WATCH: Malta’s COVID-19 Wage Supplement Will Continue Beyond October
Malta’s COVID-19 wage supplement will continue beyond October, Prime Minister Robert Abela has revealed, backing his government’s COVID-19 strategy following heightened concerns amid a swathe of fatalities and uncertainty over school’s reopening.
The supplement, Abela said, will form part of this year’s budget proposal.
“Imposing strict restrictions again would create unnecessary suffering. Our strategy needs to be focused on protecting the vulnerable. It is a fluid situation and measures could be introduced. However, we need to understand that this is a long term problem that will not disappear once a vaccine is found,” Abela told John Bundy during an interview on ONE.

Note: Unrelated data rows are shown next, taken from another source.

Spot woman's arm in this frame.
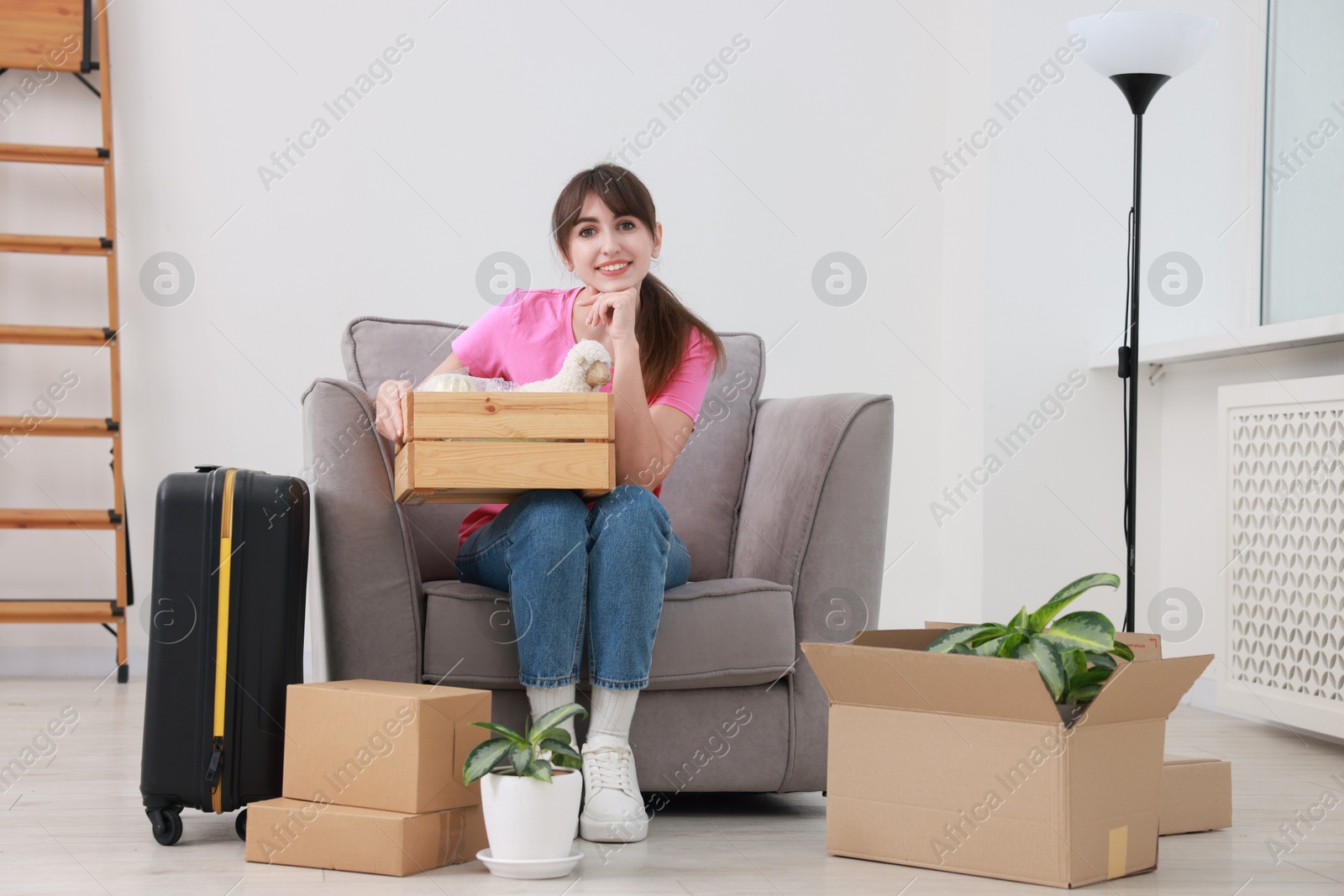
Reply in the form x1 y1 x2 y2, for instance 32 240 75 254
374 352 466 445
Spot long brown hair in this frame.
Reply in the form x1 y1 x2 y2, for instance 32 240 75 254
551 164 727 398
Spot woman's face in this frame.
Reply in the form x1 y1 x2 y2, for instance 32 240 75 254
569 193 663 293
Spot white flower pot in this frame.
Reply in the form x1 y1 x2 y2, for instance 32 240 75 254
481 768 583 860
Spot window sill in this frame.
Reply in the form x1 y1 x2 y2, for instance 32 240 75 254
1087 314 1344 371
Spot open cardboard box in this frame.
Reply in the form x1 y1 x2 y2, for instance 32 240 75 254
925 622 1232 837
801 627 1212 887
394 392 616 505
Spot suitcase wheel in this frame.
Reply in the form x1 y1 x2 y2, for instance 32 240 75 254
145 806 181 846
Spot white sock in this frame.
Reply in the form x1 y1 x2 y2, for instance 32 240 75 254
524 684 578 750
589 684 640 740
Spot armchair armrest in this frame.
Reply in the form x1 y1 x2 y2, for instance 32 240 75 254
302 379 423 683
731 392 894 793
731 392 894 617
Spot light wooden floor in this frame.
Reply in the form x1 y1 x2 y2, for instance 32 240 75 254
0 679 1344 896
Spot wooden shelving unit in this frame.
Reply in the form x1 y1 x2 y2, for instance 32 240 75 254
0 0 133 683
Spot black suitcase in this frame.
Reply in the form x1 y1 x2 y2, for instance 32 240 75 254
139 466 309 846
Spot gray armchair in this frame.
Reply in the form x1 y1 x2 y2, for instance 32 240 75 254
304 317 892 793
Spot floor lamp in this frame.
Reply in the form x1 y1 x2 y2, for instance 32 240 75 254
1068 12 1218 631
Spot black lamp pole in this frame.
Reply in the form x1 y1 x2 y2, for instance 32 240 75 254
1110 74 1171 631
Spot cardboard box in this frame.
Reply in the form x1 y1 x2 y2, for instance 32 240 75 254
801 629 1212 887
281 679 491 814
246 797 489 878
1158 755 1232 834
394 392 616 504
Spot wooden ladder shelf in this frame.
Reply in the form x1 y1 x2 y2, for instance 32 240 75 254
0 0 133 683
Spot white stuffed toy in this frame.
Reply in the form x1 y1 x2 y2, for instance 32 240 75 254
417 338 612 392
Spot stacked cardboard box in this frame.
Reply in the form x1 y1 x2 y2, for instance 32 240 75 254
246 679 491 876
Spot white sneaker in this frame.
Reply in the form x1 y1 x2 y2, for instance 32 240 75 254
580 735 649 844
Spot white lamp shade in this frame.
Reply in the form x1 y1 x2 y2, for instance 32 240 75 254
1068 12 1218 78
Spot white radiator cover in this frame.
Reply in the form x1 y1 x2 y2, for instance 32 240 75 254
1216 376 1344 737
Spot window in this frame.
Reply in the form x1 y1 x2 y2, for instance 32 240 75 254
1261 0 1344 324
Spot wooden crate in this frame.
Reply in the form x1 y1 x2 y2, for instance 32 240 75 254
394 392 616 504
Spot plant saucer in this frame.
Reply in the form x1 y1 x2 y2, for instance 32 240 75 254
475 846 583 880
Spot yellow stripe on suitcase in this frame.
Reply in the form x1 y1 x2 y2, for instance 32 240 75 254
210 469 238 813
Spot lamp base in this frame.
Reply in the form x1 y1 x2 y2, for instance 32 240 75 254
1110 72 1172 116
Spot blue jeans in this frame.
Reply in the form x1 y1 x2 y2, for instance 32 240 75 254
457 482 690 690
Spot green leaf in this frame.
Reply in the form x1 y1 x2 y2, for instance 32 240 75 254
1084 650 1116 669
1040 610 1116 650
925 622 1004 652
970 634 1008 657
1068 668 1111 689
551 753 583 768
1064 685 1100 703
472 721 527 744
1059 650 1087 686
533 726 570 743
1017 638 1067 703
528 703 587 743
462 737 513 787
538 737 583 762
1031 572 1120 631
999 631 1026 659
508 744 533 775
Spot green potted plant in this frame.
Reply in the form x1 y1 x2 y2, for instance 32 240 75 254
462 703 587 873
925 572 1134 726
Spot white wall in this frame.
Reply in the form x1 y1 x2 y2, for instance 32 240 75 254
0 0 1339 674
8 0 953 674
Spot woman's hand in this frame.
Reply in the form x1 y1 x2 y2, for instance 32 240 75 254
374 380 415 445
576 285 640 345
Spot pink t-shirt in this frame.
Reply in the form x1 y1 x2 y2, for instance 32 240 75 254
453 286 715 548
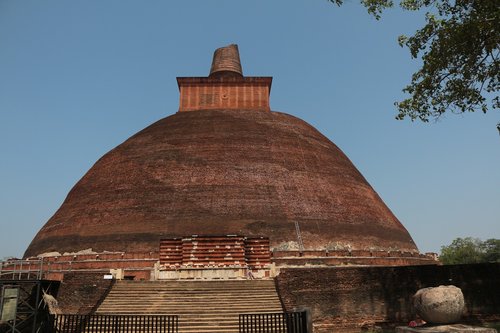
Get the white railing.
[0,259,43,280]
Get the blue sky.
[0,0,500,258]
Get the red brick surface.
[277,264,500,333]
[25,110,417,256]
[56,272,114,314]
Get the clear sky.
[0,0,500,259]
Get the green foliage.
[439,237,500,265]
[329,0,500,131]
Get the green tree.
[329,0,500,131]
[439,237,483,265]
[483,238,500,262]
[439,237,500,265]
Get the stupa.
[24,45,434,274]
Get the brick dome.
[25,110,417,257]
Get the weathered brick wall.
[277,264,500,333]
[56,273,114,314]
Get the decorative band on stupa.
[177,44,273,112]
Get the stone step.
[97,280,283,333]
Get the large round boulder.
[413,286,465,324]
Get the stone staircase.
[96,280,283,333]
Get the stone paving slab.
[396,324,498,333]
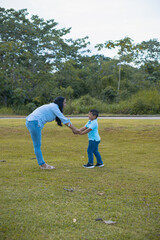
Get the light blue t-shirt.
[26,103,71,129]
[85,119,101,142]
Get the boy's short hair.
[90,109,99,118]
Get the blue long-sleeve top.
[26,103,71,129]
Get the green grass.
[0,119,160,240]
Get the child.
[79,109,104,168]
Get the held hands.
[72,128,80,134]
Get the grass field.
[0,119,160,240]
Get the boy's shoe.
[83,163,94,168]
[95,163,104,167]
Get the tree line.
[0,8,160,114]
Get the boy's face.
[88,112,96,121]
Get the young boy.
[79,109,104,168]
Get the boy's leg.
[87,140,95,165]
[26,121,45,166]
[93,141,103,164]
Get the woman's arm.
[79,126,88,131]
[65,122,79,134]
[79,127,92,135]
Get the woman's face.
[63,99,66,107]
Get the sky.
[0,0,160,57]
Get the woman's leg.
[93,141,103,164]
[26,121,45,166]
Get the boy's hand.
[72,128,79,134]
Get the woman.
[26,97,78,170]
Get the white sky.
[0,0,160,57]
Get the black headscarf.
[54,97,65,127]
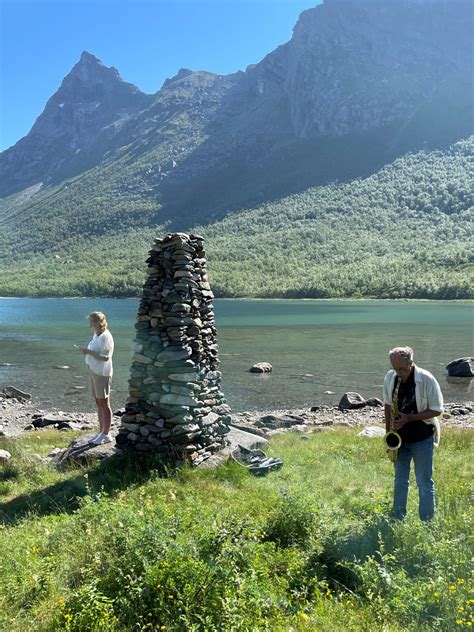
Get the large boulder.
[338,392,367,410]
[446,357,474,377]
[1,386,31,402]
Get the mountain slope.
[0,137,474,298]
[0,0,474,296]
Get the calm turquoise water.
[0,299,474,411]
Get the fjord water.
[0,298,474,411]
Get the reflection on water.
[0,299,474,410]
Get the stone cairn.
[117,233,231,465]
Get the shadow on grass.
[0,454,176,525]
[306,517,393,592]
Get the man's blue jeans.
[393,437,435,521]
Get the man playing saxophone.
[383,347,443,521]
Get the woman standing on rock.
[79,312,114,445]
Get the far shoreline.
[0,296,474,303]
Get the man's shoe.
[92,432,112,445]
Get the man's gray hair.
[389,347,413,364]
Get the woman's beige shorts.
[89,371,112,399]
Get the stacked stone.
[117,233,231,464]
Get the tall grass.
[0,429,474,632]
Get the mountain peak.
[69,50,122,83]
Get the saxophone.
[383,380,402,463]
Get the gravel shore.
[0,395,474,437]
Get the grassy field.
[0,429,474,632]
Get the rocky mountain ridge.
[0,0,472,205]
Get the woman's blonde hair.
[87,312,109,334]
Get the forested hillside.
[0,137,474,299]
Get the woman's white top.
[86,329,114,377]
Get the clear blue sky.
[0,0,320,150]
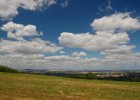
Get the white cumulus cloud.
[1,22,41,40]
[91,13,140,31]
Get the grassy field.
[0,73,140,100]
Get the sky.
[0,0,140,70]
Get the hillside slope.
[0,73,140,100]
[0,66,18,73]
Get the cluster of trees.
[0,66,18,73]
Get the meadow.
[0,72,140,100]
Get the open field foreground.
[0,73,140,100]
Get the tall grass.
[0,73,140,100]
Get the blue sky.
[0,0,140,70]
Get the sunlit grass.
[0,73,140,100]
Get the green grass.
[0,73,140,100]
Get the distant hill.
[0,66,18,73]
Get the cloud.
[61,0,69,8]
[59,31,130,51]
[72,52,87,57]
[1,22,42,40]
[106,1,113,10]
[59,51,66,54]
[91,13,140,31]
[0,0,56,19]
[0,38,62,55]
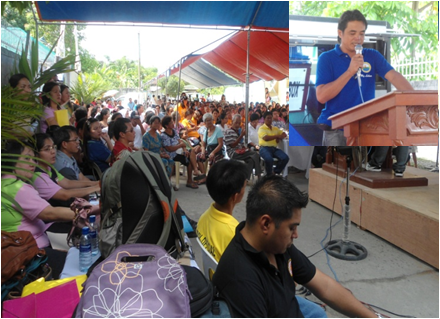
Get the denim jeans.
[260,146,289,175]
[295,296,327,318]
[322,130,347,146]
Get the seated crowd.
[197,160,376,318]
[1,75,287,284]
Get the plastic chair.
[197,237,218,280]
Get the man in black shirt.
[213,176,376,318]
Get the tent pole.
[31,4,39,73]
[138,33,141,103]
[244,27,251,145]
[177,58,182,98]
[175,58,183,130]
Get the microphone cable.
[355,44,365,103]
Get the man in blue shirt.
[316,10,413,146]
[127,98,136,111]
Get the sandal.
[193,174,206,181]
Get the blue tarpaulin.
[36,1,289,29]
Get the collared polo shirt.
[54,150,81,180]
[316,44,394,126]
[197,203,238,262]
[213,222,316,318]
[258,124,283,147]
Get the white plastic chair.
[197,237,218,280]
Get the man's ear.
[338,29,344,39]
[259,214,273,234]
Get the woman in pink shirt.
[40,82,61,133]
[1,142,75,279]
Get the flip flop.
[193,174,206,181]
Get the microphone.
[354,44,363,86]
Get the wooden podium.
[329,90,438,146]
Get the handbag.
[2,230,40,285]
[2,275,79,318]
[1,249,52,302]
[75,244,191,318]
[205,130,225,165]
[67,198,101,248]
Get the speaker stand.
[326,155,368,261]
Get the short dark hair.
[112,117,131,140]
[53,125,78,150]
[263,111,273,119]
[60,84,69,93]
[219,111,228,121]
[75,106,87,123]
[110,112,122,121]
[206,160,247,205]
[9,73,30,88]
[33,133,53,155]
[41,82,61,106]
[338,10,368,43]
[1,141,35,175]
[246,178,309,227]
[251,113,260,122]
[162,115,173,127]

Malta registered its 31st coronavirus death yesterday, the 16th fatality over a 13 day period. Active cases did drop to 623, however, after the country registered 29 new patients and 43 recoveries.
As expected, many have been vocal about the authorities’ alleged failure in protecting Malta’s elderly. the Kamra Tal-Ispiżjara ta’ Malta-flagged the spike in deaths as a clear institutional failure and a “serious indictment of how government and others have and are not protecting the most vulnerable of our society.”
With schools soon reopening, the government has continued to favour social distancing measures rather than partial lockdown. However, Abela insisted that regulations were being followed, pointing to the rise in cases within other European countries to defend the current spike.
The reopening of state and church schools has been delayed to 7th October, a week later than originally planned, so teachers can get used several new health protocols. However, Abela revealed that he plans to send his daughter to school tomorrow.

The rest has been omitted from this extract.